Mais l'humour n'explique pas à elle seule ce respect que lui vouent les journalistes et ses collègues diplomates. "Dès qu'en 1994 Lavrov arrive à New York, il donne à comprendre que Moscou recouvrera ses positions dans l'arène internationales perdues après la dislocation de l'URSS", a dit de lui l'envoyée de Reuters accréditée auprès du siège des Nations Unies. C'est la note la plus élevée pour un diplomate appelé à défendre les intérêts de son pays. Seulement, il faut ajouter que le sentiment que Lavrov avait provoqué chez les journalistes en 1994 s'est complètement justifié en 2004, au moment où il quittait son poste. Aujourd'hui, la communauté internationale écoute Moscou. Certes, ce n'est pas le mérite personnel de Lavrov mais bien le résultat de la politique étrangère qui, comme l'a souligné le nouveau chef de la diplomatie russe, est définie par le président du pays. Mais c'était Lavrov qui est resté toutes ces années le porte-parole de la Russie à l'ONU. Un porte-parole charmant, soulignons-le.

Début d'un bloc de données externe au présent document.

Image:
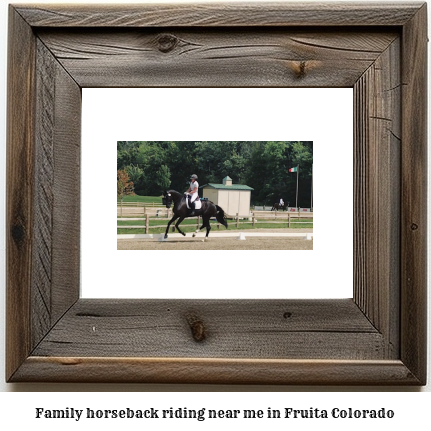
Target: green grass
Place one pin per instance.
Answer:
(190, 226)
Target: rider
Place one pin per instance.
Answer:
(193, 192)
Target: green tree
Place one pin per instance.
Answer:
(124, 185)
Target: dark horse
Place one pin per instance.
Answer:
(277, 207)
(181, 212)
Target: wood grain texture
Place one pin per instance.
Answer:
(377, 185)
(219, 15)
(378, 338)
(234, 329)
(20, 198)
(215, 58)
(414, 194)
(215, 371)
(55, 279)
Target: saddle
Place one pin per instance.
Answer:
(197, 202)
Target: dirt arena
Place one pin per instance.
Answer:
(214, 243)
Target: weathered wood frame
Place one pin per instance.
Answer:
(378, 337)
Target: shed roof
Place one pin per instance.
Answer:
(224, 187)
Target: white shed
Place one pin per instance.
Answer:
(233, 198)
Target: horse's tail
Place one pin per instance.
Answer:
(221, 217)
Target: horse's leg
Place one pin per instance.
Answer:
(177, 225)
(208, 226)
(170, 221)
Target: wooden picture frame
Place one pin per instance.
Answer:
(378, 337)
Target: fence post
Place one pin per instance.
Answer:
(147, 223)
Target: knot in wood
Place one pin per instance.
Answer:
(197, 328)
(167, 42)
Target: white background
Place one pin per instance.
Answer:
(321, 115)
(19, 407)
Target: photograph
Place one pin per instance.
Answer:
(215, 195)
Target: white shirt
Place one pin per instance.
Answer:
(194, 190)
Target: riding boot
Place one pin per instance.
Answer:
(192, 208)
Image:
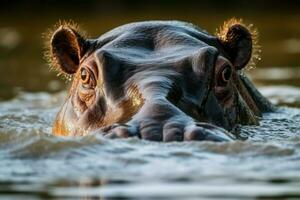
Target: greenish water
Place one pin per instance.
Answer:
(36, 165)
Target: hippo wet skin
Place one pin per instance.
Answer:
(157, 80)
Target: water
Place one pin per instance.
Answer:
(37, 165)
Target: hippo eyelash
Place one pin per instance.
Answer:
(87, 78)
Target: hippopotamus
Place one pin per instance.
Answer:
(157, 80)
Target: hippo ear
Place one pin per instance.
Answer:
(238, 41)
(66, 49)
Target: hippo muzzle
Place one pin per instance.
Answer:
(156, 80)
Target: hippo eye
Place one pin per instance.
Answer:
(225, 75)
(87, 79)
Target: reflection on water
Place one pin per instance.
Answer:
(38, 165)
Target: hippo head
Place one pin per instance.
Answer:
(157, 80)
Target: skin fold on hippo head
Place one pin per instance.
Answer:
(157, 80)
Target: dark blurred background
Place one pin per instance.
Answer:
(22, 23)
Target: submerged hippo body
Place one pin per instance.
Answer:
(157, 80)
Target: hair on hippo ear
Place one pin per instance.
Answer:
(65, 45)
(240, 42)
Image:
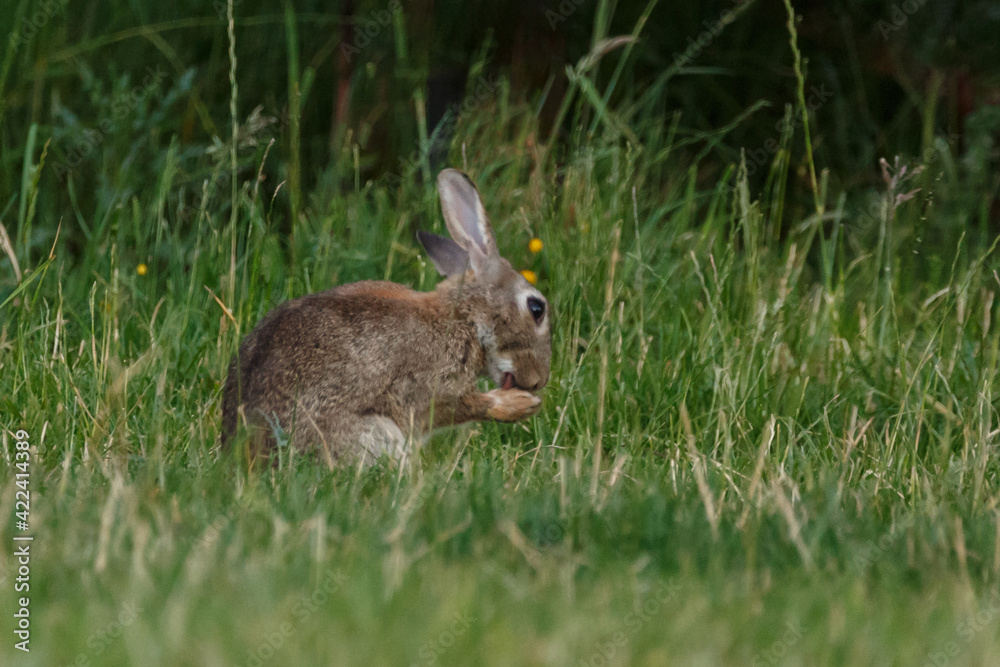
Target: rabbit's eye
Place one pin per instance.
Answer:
(537, 309)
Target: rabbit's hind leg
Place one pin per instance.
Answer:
(351, 437)
(379, 435)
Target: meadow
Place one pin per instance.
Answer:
(770, 436)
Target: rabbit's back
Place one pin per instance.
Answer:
(369, 348)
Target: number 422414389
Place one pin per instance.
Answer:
(21, 463)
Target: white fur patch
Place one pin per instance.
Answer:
(382, 436)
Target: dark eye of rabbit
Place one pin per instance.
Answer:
(537, 308)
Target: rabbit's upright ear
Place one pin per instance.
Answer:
(448, 257)
(466, 219)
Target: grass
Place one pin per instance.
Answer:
(770, 435)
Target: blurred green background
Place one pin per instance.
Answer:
(357, 90)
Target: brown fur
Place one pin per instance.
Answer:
(361, 368)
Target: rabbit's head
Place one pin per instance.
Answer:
(511, 317)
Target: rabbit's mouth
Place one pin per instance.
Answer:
(507, 381)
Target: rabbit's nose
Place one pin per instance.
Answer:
(532, 381)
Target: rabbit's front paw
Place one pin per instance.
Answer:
(511, 405)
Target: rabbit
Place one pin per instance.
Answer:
(364, 369)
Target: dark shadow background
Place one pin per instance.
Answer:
(893, 77)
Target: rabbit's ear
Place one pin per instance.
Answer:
(466, 218)
(448, 257)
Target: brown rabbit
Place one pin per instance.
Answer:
(361, 369)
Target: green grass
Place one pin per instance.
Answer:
(769, 438)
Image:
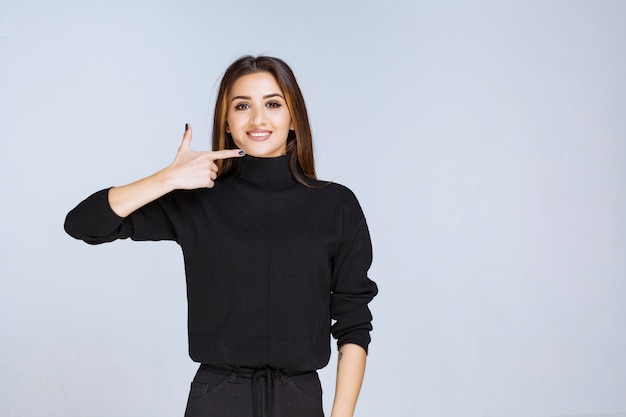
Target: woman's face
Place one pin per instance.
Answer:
(258, 118)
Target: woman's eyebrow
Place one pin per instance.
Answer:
(264, 97)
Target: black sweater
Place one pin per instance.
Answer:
(269, 263)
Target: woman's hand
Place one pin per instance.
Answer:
(190, 170)
(195, 169)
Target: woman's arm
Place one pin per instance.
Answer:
(350, 371)
(190, 170)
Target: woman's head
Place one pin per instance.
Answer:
(260, 108)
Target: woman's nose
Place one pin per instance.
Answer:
(258, 117)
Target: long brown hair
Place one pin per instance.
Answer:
(299, 140)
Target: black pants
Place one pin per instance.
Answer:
(225, 391)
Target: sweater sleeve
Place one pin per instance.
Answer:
(93, 221)
(352, 290)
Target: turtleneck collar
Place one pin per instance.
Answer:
(271, 173)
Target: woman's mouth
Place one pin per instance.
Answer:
(259, 135)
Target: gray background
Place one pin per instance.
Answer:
(485, 141)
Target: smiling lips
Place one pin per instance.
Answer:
(259, 135)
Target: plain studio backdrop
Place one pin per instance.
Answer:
(485, 141)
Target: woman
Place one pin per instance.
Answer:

Ce qui compte également, c'est son discours aux accents chaleureux, dépourvu de tournures bureaucratiques. Cela saute aux yeux, et non seulement les journalistes mais aussi les simples gens devraient lui en être reconnaissants. Si Lavrov est souvent invité à la télévision, exposées par lui, les priorités de la politique extérieure russes seront peut-être plus compréhensibles pour tous. Le secret de ce charme est simple. Sergueï Lavrov a en soi les qualités que divers groupes de la population apprécieront sans aucun doute. Intellectuel, il compose des vers et chante à la guitare, hommage à l'époque où la chanson libre bravait les interdits communistes. Tout compte fait, il appartient à cette génération des bardes, même si son physique patricien le distingue quelque peu de leur rusticité feinte.

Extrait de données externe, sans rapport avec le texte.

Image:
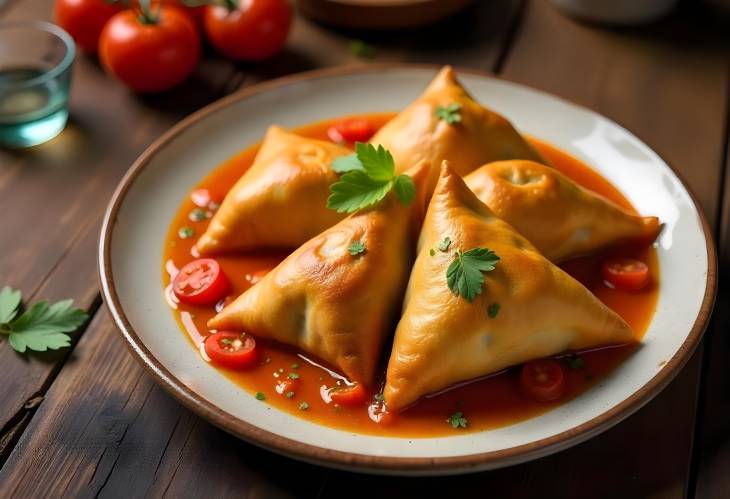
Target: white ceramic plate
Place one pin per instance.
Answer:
(145, 202)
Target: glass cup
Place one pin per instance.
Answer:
(35, 74)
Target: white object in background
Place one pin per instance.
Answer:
(616, 12)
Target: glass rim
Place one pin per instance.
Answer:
(52, 29)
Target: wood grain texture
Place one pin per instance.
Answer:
(57, 193)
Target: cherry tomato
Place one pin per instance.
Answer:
(543, 379)
(353, 395)
(626, 273)
(85, 19)
(352, 130)
(152, 56)
(288, 385)
(231, 349)
(200, 282)
(252, 31)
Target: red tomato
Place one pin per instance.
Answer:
(543, 379)
(626, 273)
(231, 349)
(353, 395)
(255, 30)
(352, 130)
(85, 19)
(150, 57)
(200, 282)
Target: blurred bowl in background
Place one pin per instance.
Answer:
(380, 14)
(616, 12)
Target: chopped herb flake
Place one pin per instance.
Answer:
(356, 248)
(185, 232)
(493, 310)
(198, 215)
(457, 420)
(450, 113)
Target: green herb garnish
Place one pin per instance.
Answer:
(186, 232)
(444, 244)
(465, 274)
(198, 215)
(493, 310)
(42, 326)
(450, 114)
(362, 49)
(369, 175)
(356, 248)
(457, 420)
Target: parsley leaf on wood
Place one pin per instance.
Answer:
(40, 327)
(457, 420)
(367, 179)
(450, 114)
(465, 274)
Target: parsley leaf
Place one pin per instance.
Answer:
(444, 245)
(42, 326)
(367, 179)
(464, 275)
(450, 114)
(457, 420)
(356, 248)
(493, 310)
(9, 303)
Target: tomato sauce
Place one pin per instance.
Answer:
(487, 403)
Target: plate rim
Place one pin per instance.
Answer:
(357, 461)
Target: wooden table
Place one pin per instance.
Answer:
(89, 421)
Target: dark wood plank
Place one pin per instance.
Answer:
(103, 426)
(668, 84)
(55, 194)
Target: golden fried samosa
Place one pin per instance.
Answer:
(329, 302)
(561, 218)
(474, 136)
(528, 308)
(280, 201)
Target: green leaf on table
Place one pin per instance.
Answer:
(9, 303)
(465, 274)
(44, 327)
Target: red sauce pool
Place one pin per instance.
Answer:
(487, 403)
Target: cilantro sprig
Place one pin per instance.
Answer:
(42, 326)
(450, 114)
(465, 274)
(368, 176)
(457, 420)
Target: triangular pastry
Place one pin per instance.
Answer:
(480, 135)
(443, 339)
(280, 202)
(561, 218)
(330, 303)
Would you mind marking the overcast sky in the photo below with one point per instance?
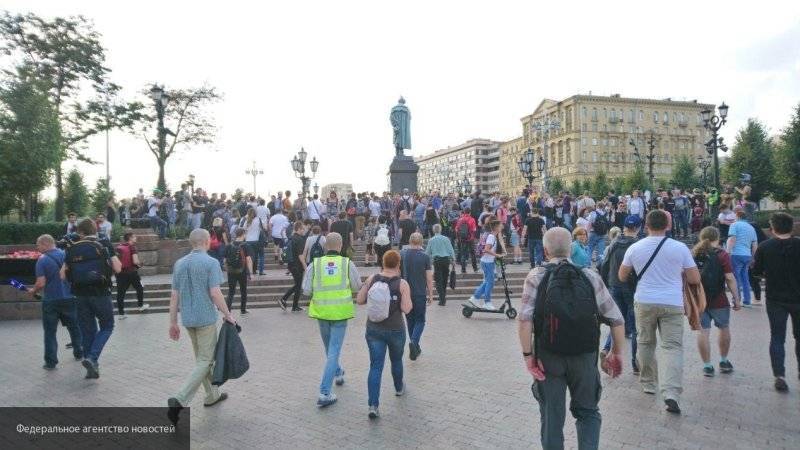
(324, 74)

Galant et bel esprit, il conquiert facilement les coeurs féminins. Il fait du rafting et aime en général le risque, de quoi attirer les sympathies des jeunes et de la population masculine du pays. Ce qui l'apparente d'ailleurs à Vladimir Poutine, qui, aux yeux des jeunes, est un exemple vivant de la pratique active du sport. D'ailleurs, le risque et l'aptitude de réagir promptement aux défis est une qualité de valeur pour un diplomate.

Quant aux milieux politiques russes, ils sauront apprécier que le nouveau ministre reste fidèle à sa parole et qu'il est constamment orienté vers le but précis. "Ne pas fléchir et aller directement au but" : c'est une ligne de l'hymne de l'université des relations internationales MGIMO que le ministre a écrit en 1998. Lavrov a l'habitude de travailler en équipe, sans quoi la diplomatie est impossible. Dans tout discours, il préfère parler d'"efforts collectifs". Mots qui ont retenti dans les réponses à presque toutes les questions posées au ministre au cours de la conférence de presse, qu'il s'agisse de la lutte contre le terrorisme, de la réforme de l'ONU ou de la coordination des activités des ministères russes.